Am I wrong to dream?
Am I being selfish?
Should I feel guilty about wanting to enjoy life, to have out-of-this-world experiences?

Part of me shouts YES!
How dare I think about decorative pillows when some people don't even have a bed to sleep in?!
How can I even think about buying only organic food when some people would love to simply have a hot meal in their belly today?
How I can be so heartless as to want to go on an Alaskan cruise when that money could feed hundreds of children in a third-world country or build a well so a town could have safe water or make it possible for a family to bring home their child waiting in an orphanage halfway around the world?

At the same time, though, another part of me whispers, "God Himself said He came so you might have life to the fullest."

Did He not create the beautiful, breath-taking places all around the world for us to see and enjoy?  And in doing so, are we not worshiping Him and bringing Him glory?

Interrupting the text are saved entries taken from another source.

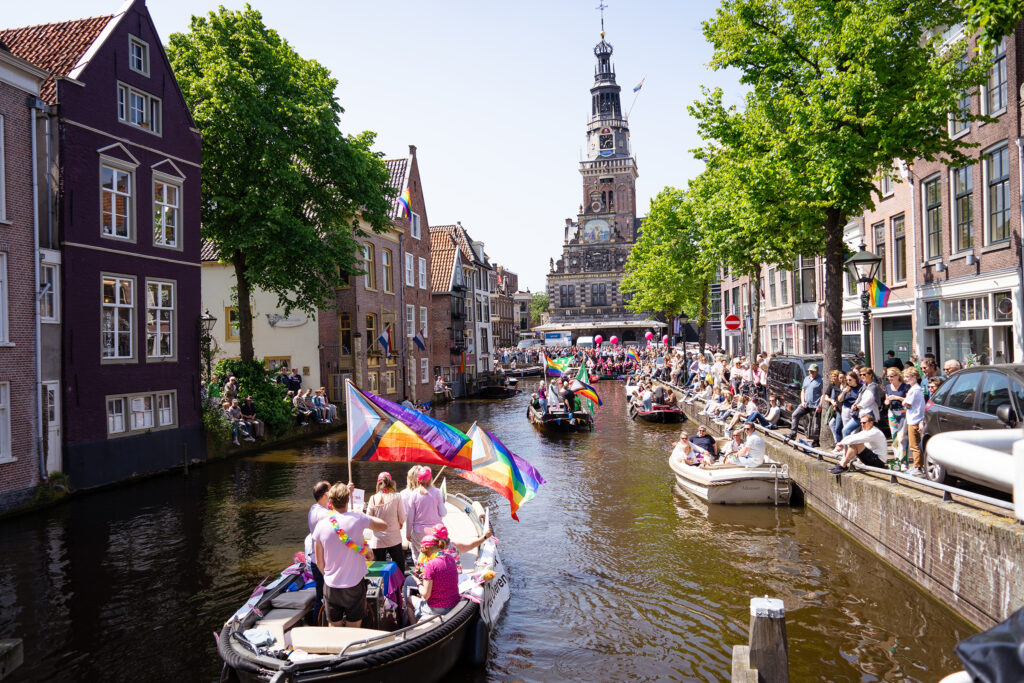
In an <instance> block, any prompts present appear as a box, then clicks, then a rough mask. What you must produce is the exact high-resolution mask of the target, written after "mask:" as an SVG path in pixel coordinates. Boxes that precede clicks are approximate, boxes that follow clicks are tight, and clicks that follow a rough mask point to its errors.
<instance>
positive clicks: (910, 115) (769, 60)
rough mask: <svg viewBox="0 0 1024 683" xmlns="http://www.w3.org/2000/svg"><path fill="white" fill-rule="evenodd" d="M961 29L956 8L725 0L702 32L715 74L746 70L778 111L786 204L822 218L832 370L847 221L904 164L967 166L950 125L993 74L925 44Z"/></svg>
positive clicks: (835, 357) (759, 95) (755, 89)
mask: <svg viewBox="0 0 1024 683" xmlns="http://www.w3.org/2000/svg"><path fill="white" fill-rule="evenodd" d="M962 19H963V12H962V10H961V8H959V7H958V6H957V4H956V2H955V1H954V0H829V1H828V2H821V1H819V0H724V1H723V3H722V5H721V6H720V8H719V9H718V10H717V14H716V16H715V17H714V18H713V19H711V20H709V22H707V23H706V24H705V35H706V37H707V38H708V40H709V41H710V42H711V43H712V45H713V47H714V56H713V58H712V62H711V63H712V66H713V68H715V69H726V68H733V69H737V70H739V72H740V81H741V82H742V83H744V84H746V85H749V86H751V88H752V89H753V91H754V93H755V95H756V96H757V98H758V100H759V101H762V102H770V106H771V116H770V117H767V118H766V119H765V122H766V124H768V125H770V128H769V131H768V132H770V136H768V139H769V140H770V141H771V151H770V153H769V158H770V159H771V160H772V165H773V166H774V165H776V164H778V165H780V166H779V168H782V169H784V170H785V173H786V174H787V175H791V176H792V177H793V178H794V182H793V183H792V188H791V189H792V194H791V195H790V196H788V197H787V201H790V202H792V203H793V204H794V205H796V206H797V207H802V208H813V209H816V210H818V211H820V212H821V213H822V215H823V227H824V232H823V243H824V245H823V246H824V257H825V284H826V289H825V306H824V355H825V361H824V365H825V371H826V372H827V371H828V370H831V369H835V368H839V367H840V354H841V340H842V318H841V315H842V306H843V273H844V269H843V261H844V257H845V245H844V244H843V228H844V226H845V224H846V222H847V219H848V217H850V216H855V215H858V214H860V213H862V212H863V211H864V210H865V209H867V208H868V207H871V206H872V200H873V198H874V197H877V196H878V193H879V190H878V188H877V186H876V181H877V179H878V177H879V176H880V174H881V173H885V172H888V171H890V170H891V169H892V165H893V163H894V161H895V160H897V159H905V160H912V159H927V160H934V159H937V158H939V157H945V158H947V159H948V160H949V161H951V162H952V163H964V162H966V158H965V157H964V155H963V154H962V152H961V144H962V143H961V142H959V141H957V140H952V139H950V137H949V135H948V134H947V132H946V121H947V115H948V114H949V113H950V112H954V111H956V110H957V106H956V102H957V100H958V98H959V97H961V96H962V93H963V92H964V91H966V90H968V89H969V88H971V87H973V86H975V85H977V84H978V83H980V82H981V80H982V77H983V71H984V67H985V65H983V63H981V61H982V60H980V59H975V60H974V62H973V63H972V65H971V66H969V67H968V68H967V69H963V68H961V66H959V65H958V63H957V62H958V60H959V57H961V56H962V54H963V53H964V49H959V47H962V46H954V47H953V48H952V49H946V50H940V49H938V47H939V40H940V38H938V37H934V38H931V39H926V38H925V37H927V36H929V35H931V34H932V33H934V31H935V29H936V28H937V27H943V26H951V25H953V24H956V23H958V22H959V20H962ZM715 109H716V108H715V105H714V102H711V103H710V106H709V111H714V110H715ZM720 115H721V113H720V112H719V113H716V114H715V116H720ZM970 118H976V117H970Z"/></svg>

Does He not invite us to embark on adventures, to learn new things, to stretch ourselves and grow as individuals?  And is doing so, are we not becoming the people He actually designed and created us to be, using our gifts and abilities to their full extent so that we might point out His goodness and faithfulness?

And then there's the matter of balance.  It's not like I want to obtain massive amounts of money just for the sake of being rich or buying the newest, biggest thing.  Extravagance isn't even on my radar.  The desire to do more, to be more, to experience more is though.

Now, I'm right back where I started.  Wanting to dream and dream BIG.  Hoping that as I do, people understand and see my heart.

Yes, I want to see the world.  Yes, I want to go and do things like a hot air balloon ride and go skydiving and even take the girls to Disney World (heaven help me so I don't strangle a princess while we're there or scream at the thought of all the PINK I'll see).  Yes, I want to paint our master bedroom and get new bedding.  Yes, I want to buy only organic food.

BUT....

I also want to support my friends going to Uganda to build wells.  I also want to donate so my friends can bring their little girl home from China.  I also want to pay for other families to go on dream vacations.  I also want to make my house a place where kids can feel comfortable hanging out.  I also want to randomly bless others all throughout the year, in whatever ways God shows us.

So, I think it all comes down to the heart.
What's at the core of your dreams?
That's what really truly matters, right?

Like I said, I would love to hear what YOU think.
Do you struggle to dream?
Do you ever feel selfish or guilty when you do dream big?